Şeker Tadında Zehir Fruktoz / Prof. Dr. Seyhan ERSAN yazıları…

Modern Tıbbın kurucusu Hipokrat, “Hastalıkların nedeninin sağlıksız beslenme olduğunu belirterek, ilacınız besininiz, besininiz ilacınız olsun” demiştir. Toplumda Metabolik Sendromların salgın haline gelmesinin önemli bir nedeni diyette yüksek früktoz eklenmiş besinlerdir.

İmmun sistemin ve bağırsak mikrobiyotasının düzenlenmesinde de temel olan sağlıklı beslenmedir. Bu yazının amacı doğal kaynaklı olmayan (meyve, sebze, bal vb.), ancak früktozdan zengin işlenmiş gıdaların neden olduğu sağlığa zararlı etkileri ortaya koymaktır.

Bir toplumun gelişmişliğini ve kalkınmasını belirleyen unsur sağlıktır. Sağlığın temelinde ise yeterli ve dengeli beslenme yer alır. Dünya Sağlık Örgütü (World Health Organisation; WHO) obeziteyi ”vücutta hastalıklara neden olacak biçim ve oranda anormal miktarda yağ birikmesi” olarak tanımlamaktadır (WHO). Obeziteninsınıflandırılması için en yaygın kullanılan ölçü “Beden Kitle İndeksi (BKİ) ”’ne göre obezitenin sınıflandırması Tablo 1’de sunulmuştur (Nuttall, 2015).

Obezite fiziksel aktivitenin azalması, yanlış beslenme alışkanlığı, stres, eğitim düzeyi, yaş, cinsiyet gibi birçok faktöre bağlıdır ve tedavi edilmelidir (Fruh, 2017). Kalp damar hastalıkları, hipertansiyon ve diyabet gibi birçok kronik hastalık obezite ile yakından ilişkilidir. Bu makalede früktoz şurubu ve diyabet arasındaki ilişkiden bahsedilecektir. Diyabet, insülin hormonunun eksikliği (Tip-1) veya etkisizliği (Tip-2) sonucu oluşan, ömür boyu süren bir hastalıktır (Elliott ve ark., 2014; Alam ve ark., 2014). Metabolik sendrom bir modern yaşam hastalığıdır.

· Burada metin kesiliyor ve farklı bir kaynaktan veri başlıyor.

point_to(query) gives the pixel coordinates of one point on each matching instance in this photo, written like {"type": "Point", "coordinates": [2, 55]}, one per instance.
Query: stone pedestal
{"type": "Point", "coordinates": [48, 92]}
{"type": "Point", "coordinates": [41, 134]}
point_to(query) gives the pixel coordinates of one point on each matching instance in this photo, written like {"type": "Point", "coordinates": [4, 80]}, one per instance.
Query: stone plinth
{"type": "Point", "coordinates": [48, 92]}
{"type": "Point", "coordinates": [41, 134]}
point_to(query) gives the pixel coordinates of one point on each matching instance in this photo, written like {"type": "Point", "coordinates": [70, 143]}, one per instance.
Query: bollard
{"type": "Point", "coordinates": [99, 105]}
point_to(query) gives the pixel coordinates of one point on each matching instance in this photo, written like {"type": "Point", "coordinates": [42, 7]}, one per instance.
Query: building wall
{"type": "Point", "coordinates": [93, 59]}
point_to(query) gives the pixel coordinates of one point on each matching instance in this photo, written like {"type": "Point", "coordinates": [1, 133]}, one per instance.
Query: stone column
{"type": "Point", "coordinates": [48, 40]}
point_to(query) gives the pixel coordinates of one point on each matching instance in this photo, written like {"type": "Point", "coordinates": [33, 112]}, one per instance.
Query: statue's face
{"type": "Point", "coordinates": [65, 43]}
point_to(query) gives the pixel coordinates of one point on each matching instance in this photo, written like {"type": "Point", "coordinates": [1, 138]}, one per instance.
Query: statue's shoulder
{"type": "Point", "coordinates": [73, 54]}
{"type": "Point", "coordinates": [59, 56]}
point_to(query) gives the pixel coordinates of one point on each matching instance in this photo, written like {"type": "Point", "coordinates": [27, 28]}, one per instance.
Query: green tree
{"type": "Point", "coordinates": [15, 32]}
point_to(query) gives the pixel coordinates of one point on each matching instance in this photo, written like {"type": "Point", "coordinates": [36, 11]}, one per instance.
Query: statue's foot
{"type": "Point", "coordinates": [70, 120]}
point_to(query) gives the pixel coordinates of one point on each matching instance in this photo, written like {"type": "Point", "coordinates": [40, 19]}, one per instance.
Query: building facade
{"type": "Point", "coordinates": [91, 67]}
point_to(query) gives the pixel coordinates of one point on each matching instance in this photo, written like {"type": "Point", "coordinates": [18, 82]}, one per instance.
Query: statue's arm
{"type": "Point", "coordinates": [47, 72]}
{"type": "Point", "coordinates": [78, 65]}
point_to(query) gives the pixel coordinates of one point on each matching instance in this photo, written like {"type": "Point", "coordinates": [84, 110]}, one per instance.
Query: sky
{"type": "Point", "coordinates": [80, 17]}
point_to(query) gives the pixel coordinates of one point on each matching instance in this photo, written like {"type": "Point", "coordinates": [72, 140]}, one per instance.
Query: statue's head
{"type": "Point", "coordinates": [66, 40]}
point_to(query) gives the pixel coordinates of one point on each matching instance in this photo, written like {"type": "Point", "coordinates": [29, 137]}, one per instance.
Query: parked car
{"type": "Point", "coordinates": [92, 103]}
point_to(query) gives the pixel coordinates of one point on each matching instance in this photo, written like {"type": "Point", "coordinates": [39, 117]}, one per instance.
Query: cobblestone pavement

Hazır gıdaların artması, özellikle karbonhidrat ağırlıklı beslenme ve düzensiz ya da yetersiz fiziksel aktivitenin söz konusu olduğu sedanter yaşam metabolik sendrom sıklığındaki artışın en büyük sorumlusu olarak gösterilmektedir. Metabolik sendrom, insülin direnciyle başlayan abdominal obezite veya viseral obezite ile devam eden, Tip 2 diyabet ve dislipidemiyi içine alan, kardiyovasküler hastalıklarla kendini gösteren tehlikeli, sistemik bir bozukluktur. Farmakolojik olarak, metabolik sendrom oluşturma modeli için fareler yüksek früktozlu diyet ve içecekle beslenmektedir (Ozan ve ark. 2014).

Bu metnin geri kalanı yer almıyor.